Likewise, should the 188,000 figure come about it will fall into forth place in total kill over the past six deer-hunting seasons. The total deer kills are: 2012-2013 – 218,910; 2013-2014 – 191,503; 2014-2015 – 175,801; 2015-2016 -188,335; 2016-2017 – 182,169.
Interestingly enough, however, is that while the current total deer kill figures for all implements used show increases, the to-date numbers for deer taken with archery tackle are actually revealing declines. To date for this current season, archers have taken 37,949 antlered deer and 40,609 antlerless deer. Yet the comparable 2016-2017 to-date archery-associated kill numbers were 40,109 antlered deer and 40,924 antlerless deer.
As for why the archery kills are down – if they hold up through to the final numbers – likely those details will become fodder for further discussion by both hunters as well as biologists. One possibility that I’ve mentioned before is that in many of the urban counties their respective deer kills are down. This may be suggesting that efforts to reduce deer numbers through controlled hunts by cities and villages are working as intended.

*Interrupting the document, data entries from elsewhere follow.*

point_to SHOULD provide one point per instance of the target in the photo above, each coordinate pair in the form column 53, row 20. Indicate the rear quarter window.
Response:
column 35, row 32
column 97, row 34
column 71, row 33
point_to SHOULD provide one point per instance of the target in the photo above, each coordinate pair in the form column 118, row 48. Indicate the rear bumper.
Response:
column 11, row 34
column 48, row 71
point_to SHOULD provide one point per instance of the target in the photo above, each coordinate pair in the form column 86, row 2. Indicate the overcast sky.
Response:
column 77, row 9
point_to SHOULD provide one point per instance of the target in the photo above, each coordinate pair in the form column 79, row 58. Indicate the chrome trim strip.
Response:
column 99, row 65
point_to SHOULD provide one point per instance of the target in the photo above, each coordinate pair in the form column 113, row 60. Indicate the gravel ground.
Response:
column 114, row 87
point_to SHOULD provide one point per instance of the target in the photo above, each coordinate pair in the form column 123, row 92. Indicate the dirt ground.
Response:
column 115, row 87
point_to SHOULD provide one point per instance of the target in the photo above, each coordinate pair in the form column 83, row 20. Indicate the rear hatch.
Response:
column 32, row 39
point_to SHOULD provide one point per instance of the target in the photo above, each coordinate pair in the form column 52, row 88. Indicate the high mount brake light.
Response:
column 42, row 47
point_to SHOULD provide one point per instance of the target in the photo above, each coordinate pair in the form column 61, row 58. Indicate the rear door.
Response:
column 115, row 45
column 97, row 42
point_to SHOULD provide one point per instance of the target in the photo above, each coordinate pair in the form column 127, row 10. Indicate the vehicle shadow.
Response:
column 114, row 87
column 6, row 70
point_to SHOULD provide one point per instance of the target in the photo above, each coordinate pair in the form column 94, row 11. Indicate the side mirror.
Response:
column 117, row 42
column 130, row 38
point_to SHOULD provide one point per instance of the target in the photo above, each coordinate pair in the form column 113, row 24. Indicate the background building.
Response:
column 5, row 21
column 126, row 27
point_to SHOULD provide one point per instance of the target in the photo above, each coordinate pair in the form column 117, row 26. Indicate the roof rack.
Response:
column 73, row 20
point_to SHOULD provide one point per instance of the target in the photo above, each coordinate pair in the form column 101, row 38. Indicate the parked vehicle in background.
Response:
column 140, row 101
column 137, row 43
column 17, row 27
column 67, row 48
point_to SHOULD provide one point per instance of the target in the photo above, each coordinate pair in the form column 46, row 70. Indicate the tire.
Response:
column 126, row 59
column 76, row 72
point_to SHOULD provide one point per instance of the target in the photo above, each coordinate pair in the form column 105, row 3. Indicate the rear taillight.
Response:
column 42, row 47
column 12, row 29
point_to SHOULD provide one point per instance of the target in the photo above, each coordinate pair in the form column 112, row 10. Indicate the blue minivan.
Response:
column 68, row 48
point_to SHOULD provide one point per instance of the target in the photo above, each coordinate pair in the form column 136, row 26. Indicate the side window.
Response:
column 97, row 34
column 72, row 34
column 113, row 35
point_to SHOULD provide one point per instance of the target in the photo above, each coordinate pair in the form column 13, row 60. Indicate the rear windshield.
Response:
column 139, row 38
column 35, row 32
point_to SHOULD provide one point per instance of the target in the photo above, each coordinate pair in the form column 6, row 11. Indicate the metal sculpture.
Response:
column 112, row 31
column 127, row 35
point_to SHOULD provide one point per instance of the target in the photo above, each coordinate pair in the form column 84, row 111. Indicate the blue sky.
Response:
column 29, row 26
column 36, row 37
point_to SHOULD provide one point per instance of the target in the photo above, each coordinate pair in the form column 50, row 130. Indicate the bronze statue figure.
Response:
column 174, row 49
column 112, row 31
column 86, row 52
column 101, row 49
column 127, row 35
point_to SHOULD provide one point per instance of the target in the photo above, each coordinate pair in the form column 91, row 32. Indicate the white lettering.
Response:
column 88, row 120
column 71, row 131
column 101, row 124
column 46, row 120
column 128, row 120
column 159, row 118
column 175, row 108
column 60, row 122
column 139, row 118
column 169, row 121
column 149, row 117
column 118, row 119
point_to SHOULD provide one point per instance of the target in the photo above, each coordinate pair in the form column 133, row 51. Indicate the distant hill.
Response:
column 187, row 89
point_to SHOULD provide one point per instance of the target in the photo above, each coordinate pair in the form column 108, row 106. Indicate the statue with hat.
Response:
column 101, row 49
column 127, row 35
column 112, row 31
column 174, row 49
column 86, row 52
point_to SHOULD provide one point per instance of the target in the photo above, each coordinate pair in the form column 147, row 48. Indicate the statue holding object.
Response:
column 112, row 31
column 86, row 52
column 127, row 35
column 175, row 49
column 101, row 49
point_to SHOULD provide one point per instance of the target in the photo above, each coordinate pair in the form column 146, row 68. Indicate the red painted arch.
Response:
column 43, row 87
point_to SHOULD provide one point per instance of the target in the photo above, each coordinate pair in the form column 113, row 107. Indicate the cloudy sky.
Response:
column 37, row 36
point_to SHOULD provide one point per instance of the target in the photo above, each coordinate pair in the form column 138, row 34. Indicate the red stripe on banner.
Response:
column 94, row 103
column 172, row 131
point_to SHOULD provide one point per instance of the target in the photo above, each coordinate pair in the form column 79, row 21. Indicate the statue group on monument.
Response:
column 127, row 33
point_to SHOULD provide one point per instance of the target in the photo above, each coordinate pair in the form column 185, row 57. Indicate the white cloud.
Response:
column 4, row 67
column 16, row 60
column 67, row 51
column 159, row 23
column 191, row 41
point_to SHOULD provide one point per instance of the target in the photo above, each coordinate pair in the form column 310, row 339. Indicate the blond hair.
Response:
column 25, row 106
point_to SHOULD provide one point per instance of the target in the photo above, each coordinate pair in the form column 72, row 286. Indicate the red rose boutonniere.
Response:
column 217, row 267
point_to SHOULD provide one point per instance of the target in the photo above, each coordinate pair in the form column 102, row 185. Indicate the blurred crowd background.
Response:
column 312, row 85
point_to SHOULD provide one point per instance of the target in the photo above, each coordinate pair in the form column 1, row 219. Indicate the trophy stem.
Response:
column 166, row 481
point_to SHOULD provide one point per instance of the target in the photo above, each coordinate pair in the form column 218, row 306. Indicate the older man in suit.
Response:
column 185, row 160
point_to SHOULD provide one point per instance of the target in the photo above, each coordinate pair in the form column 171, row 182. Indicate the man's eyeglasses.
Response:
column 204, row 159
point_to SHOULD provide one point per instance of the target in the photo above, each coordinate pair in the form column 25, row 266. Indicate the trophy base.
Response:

In any event, here are the counties with to-date deer kills exceeding four thousand animals each with their respective 2016-2017 to-date numbers in parentheses: Ashtabula – 5,040 (4,969); Coshocton – 6,505 (5,885); Guernsey – 4,717 (4,517); Holmes – 4,076 (3,682); Knox – 4,637 (4,455); Licking – 4,961 (4,883); Mukingum – 5,259 (5,063); and Tuscarawas – 5,669 (4,966).
Only three counties remain with to-date deer kills of fewer than 500 animals each: Fayette – 355 (310); Ottawa – 478 (443); Van Wert – 499 (457).
And three counties saw no additional deer taken between the previous to-date reporting period of January 23rd and the current reporting period of January 30th: Clinton – 808; Fayette – 355; Putnum – 781. One other Ohio county – Madison County – saw a weekly reporting gain of just one animal to 506 deer.
Also, 65 of Ohio’s 88 counties have recorded to-date deer kill increases when compared to their respective and comparable 2016-2017 to-date numbers.